The lifetime for which the negotiated keys will be valid. One hour (3600) is a good setting. Do not set this to too high (e.g. more than about a day: 86400) as doing so will give people more time to crack the key. Don’t be over paranoid either; there is no need to set this to 20 minutes either.

Automatically ping host:
 

An IP address in the remote Phase 2 network to ping to keep the tunnel alive. See What should I ping for IPsec Keep Alive for details.

Click Save, then click Apply Changes. The IPsec configuration is complete, but there are still some details to handle.

Add Firewall Rules

Firewall rules must exist (Firewall > Rules, IPsec tab) that govern traffic allowed to pass on the VPN tunnels. At a minimum, an allow all rule (Pass protocol any, src host any, dst host any) is needed. That said, more restrictive rules are better to enforce proper network security protocols.

If the firewall rules are too lenient then any host on the remote side will be able to directly contact any host on the local network as if they were on the same LAN.

Rules are automatically added to the WAN to allow the tunnel to connect, but if the option to disable automatic VPN rules is checked, then manual rules may be required.

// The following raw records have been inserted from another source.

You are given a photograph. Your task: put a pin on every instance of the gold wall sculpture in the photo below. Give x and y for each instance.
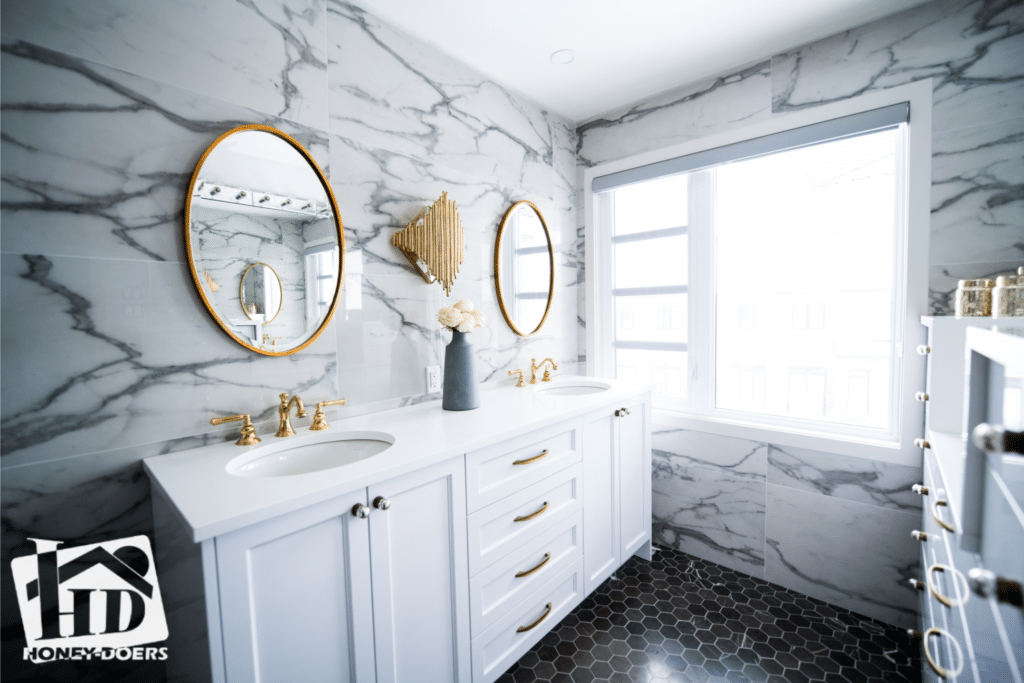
(436, 239)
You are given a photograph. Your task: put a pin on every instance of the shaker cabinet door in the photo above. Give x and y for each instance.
(295, 597)
(634, 480)
(420, 575)
(600, 510)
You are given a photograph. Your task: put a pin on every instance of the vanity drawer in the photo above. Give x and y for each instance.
(503, 644)
(500, 470)
(495, 531)
(497, 590)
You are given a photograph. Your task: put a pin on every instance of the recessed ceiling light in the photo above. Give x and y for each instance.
(563, 56)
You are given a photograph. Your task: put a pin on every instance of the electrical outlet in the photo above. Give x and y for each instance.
(433, 379)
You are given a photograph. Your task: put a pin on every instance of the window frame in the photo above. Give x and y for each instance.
(907, 415)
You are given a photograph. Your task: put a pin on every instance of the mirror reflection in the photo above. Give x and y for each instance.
(261, 217)
(524, 268)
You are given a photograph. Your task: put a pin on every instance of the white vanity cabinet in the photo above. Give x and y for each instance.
(322, 594)
(617, 493)
(446, 572)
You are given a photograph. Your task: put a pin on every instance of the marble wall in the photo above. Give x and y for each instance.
(108, 355)
(833, 526)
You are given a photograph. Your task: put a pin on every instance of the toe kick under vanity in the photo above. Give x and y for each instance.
(442, 558)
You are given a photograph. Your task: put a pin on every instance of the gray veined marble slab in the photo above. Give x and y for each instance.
(683, 449)
(678, 116)
(848, 554)
(268, 55)
(393, 91)
(869, 481)
(95, 162)
(109, 353)
(978, 193)
(970, 48)
(715, 516)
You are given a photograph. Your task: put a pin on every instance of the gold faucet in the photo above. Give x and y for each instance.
(534, 368)
(285, 412)
(248, 431)
(320, 420)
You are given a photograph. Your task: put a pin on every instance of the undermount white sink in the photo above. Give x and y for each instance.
(577, 386)
(308, 454)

In that case, check the WAN rules to ensure that the traffic from the remote peer is allowed. IPsec uses UDP port 500 and 4500, and protocol ESP (or AH if set that way). If there is trouble establishing a tunnel, check the firewall logs (Status > System Logs, Firewall tab), and if blocked packets from the peer appear in the log, add appropriate rules to allow that traffic.

What if pfSense is not the main Internet Firewall?

In some cases there is a different firewall or router sitting between this firewall and the Internet. If this is the case it is necessary to add a port forward for ESP and UDP 500 to send the traffic to this firewall. The outside router must be able to properly handle NAT of this traffic, and some do not. A modem’s “DMZ” mode or 1:1 NAT may also help here. In this case, NAT Traversal will be needed, but the default Auto setting should be sufficient.

This may introduce routing difficulties on the internal network. More details can be found on this in the pfSense book.

IPsec/L2TP

pfSense versions 2.2 and up support IPsec+L2TP as well. See L2TP/IPsec for implementation details.

Securely Generating a Pre-Shared Key

We strongly recommend using a password generator or other means of generating randomness. SHA224 was invented for exactly this purpose of generating shorter hash strings, and it can be used to generate strong random strings for use as Pre-Shared Keys.

The following example will feed random data through SHA 224:

$ dd status=none if=/dev/random bs=4096 count=1 | openssl sha224 | cut -f2 -d' '

The random string output from that command can then be used in the Pre-Shared Key field.

For a shorter key, take a smaller chunk of the output:

$ dd status=none if=/dev/random bs=4096 count=1 | openssl sha224 | cut -f2 -d' ' | cut -c1-16

pfSense 2.4.4-RELEASE and later include a button to automatically generate a secure Pre-Shared Key using this technique.